Photo of Michael ForshawMichael Forshaw (NSW, Australian Labor Party) Share this | Hansard source

It will be the third day under the new legislation, but under the current provisions of the act it would be the seventh day. The minister has tried to say that there is a large number—he called it ‘a lot more’—of prospective new citizens who would get their citizenship between day three or day seven and the day of the election, and they will be able to get themselves on the roll in advance and that might balance out or equate to the number that may have got their citizenship in the last 12 months or so but have not got around to putting themselves on the roll.

Frankly, that is just an absolute nonsense. As I said, if you know anything about the way in which citizenship ceremonies occur around this country, you know that they are not held every week. The operation of this provision that the minister is lauding as somehow an extension of the franchise is entirely dependent upon whether the election campaign period coincides with the citizenship ceremonies. It could well be, for instance, that in the area where I live there may be no citizenship ceremonies programmed during the 33 days of the election campaign. So in that situation nobody is going to be able to avail themselves of this supposed extension of the franchise.

However, as Senator Faulkner has pointed out, and as Senator Carol Brown and I pointed out in the minority report of the Senate Finance and Public Administration Legislation Committee, thousands of people are going to lose the opportunity that they currently have to put themselves on the roll. That includes all those people who may have gained their citizenship in the period preceding the calling of the election but who have not got around to putting themselves on the roll. It seems that the government’s approach on this is that if you did not get around to doing it, it is tough luck, bad luck—you should have been a lot more enthusiastic, you should have been on the ball, you should have got yourself down to the electoral office and put yourself on the roll to make sure that on the day the election is called you are on the roll. And that applies to new citizens. That is an argument they can advance; I just wish they would have the honesty to get up and say that that is their position, that this is a case of double jeopardy—if you did not get around to putting yourself on the roll before the day the election is called then you have lost the opportunity once the election is called.

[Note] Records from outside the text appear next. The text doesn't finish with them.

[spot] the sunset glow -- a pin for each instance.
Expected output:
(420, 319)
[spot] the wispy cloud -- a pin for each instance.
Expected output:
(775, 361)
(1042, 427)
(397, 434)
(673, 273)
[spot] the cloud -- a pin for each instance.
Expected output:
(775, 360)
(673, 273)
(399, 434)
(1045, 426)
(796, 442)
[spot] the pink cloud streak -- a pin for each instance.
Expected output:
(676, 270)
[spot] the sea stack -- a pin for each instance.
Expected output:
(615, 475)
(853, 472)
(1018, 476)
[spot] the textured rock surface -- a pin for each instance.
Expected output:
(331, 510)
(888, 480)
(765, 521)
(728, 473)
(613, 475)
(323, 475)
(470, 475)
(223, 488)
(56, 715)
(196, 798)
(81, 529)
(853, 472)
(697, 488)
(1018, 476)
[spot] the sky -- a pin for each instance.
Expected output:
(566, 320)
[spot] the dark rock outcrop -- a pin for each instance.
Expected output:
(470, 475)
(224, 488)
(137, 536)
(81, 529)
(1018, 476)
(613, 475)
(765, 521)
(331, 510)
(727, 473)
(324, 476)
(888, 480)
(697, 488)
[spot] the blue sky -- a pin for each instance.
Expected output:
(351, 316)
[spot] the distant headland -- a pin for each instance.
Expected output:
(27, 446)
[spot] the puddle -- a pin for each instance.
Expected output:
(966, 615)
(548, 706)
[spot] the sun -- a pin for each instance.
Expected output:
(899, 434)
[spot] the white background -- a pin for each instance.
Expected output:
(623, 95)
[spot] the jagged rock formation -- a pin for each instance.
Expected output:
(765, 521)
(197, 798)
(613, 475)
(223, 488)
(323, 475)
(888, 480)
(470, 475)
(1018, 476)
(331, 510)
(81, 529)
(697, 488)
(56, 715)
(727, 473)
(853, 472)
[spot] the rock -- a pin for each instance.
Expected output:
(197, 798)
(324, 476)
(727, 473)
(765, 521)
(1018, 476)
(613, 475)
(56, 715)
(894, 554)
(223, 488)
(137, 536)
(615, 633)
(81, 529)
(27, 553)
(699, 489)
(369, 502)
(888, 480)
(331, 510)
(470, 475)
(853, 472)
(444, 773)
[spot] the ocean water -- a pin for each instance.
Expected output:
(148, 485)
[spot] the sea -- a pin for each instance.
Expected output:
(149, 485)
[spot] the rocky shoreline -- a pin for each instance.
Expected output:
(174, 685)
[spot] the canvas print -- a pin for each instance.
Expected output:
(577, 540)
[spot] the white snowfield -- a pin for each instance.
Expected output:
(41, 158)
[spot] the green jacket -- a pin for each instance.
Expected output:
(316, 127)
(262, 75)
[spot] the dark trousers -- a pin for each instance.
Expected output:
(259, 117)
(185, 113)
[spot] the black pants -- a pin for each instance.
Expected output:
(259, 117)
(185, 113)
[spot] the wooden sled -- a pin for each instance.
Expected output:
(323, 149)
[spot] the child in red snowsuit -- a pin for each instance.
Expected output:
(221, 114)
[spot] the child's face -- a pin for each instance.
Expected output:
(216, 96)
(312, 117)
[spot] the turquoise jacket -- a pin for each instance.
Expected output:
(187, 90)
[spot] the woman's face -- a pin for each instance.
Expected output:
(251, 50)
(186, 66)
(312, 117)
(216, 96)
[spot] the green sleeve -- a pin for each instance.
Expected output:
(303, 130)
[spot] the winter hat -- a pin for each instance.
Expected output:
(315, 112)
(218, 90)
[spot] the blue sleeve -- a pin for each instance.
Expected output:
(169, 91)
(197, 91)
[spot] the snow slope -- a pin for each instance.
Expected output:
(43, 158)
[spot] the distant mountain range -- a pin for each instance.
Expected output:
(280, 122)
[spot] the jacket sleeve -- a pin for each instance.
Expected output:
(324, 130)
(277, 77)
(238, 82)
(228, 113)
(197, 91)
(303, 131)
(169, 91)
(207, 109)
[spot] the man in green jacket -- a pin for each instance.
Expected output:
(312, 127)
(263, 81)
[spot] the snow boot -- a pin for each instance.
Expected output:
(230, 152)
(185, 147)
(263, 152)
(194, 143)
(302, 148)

The fact of the matter is that there are many people, particularly people who are turning 18, who will be affected by this. As I said the other day in my speech in the debate on the second reading, when federal elections are held towards the latter part of the year, often young Australians turning 18 are in the middle of studying for their HSC or even doing their exams. Their minds might be preoccupied with what is an incredibly important thing for them and they might not have got around to putting themselves on the roll. There might be citizens who have been granted citizenship within the couple of months prior to the day the election writs are issued and who have not got down to the electoral office to put themselves on the roll. The current provisions in the act at least give them seven days to do that. These proposals from the government, these changes to the act, remove those opportunities completely.

You cannot come into this parliament and wax lyrical, pat yourself on the back, pump yourself up and beat your chest and say, ‘As a government we are going to take away the rights of these thousands of people who currently have them but we are going to find a small cohort of potential new citizens who, if they are lucky enough to have a citizenship ceremony programmed during the election campaign period, will be able to get themselves on the roll.’ This is just sheer and utter hypocrisy. It is sheer and utter banditry when it comes to the rights of those people who have an opportunity to put themselves on the roll. You do not promote democracy, respect for the electoral process and respect for the government by telling people their seven-day period of grace is going to be removed and then turn around and run some fictitious argument about a very small category of people and say, ‘Look how good we are; we are extending the franchise.’

I would like to know from the minister: what evidence was put before either the Joint Standing Committee on Electoral Matters or the Senate committee that went to this particular issue of these potential new citizens saying that the act should be amended to give them an opportunity to get onto the roll? I am not suggesting that it would not be an extension if you maintained the current provisions. But there was no evidence brought forward by anybody complaining about that. There was no evidence or complaint made about the current provisions but there was plenty of evidence put forward complaining about the other part of this equation, which affects huge numbers of Australians, new citizens and people who will get the opportunity to enrol for the first time. At the end of the day, this proposition the minister is advancing is a complete and utter furphy.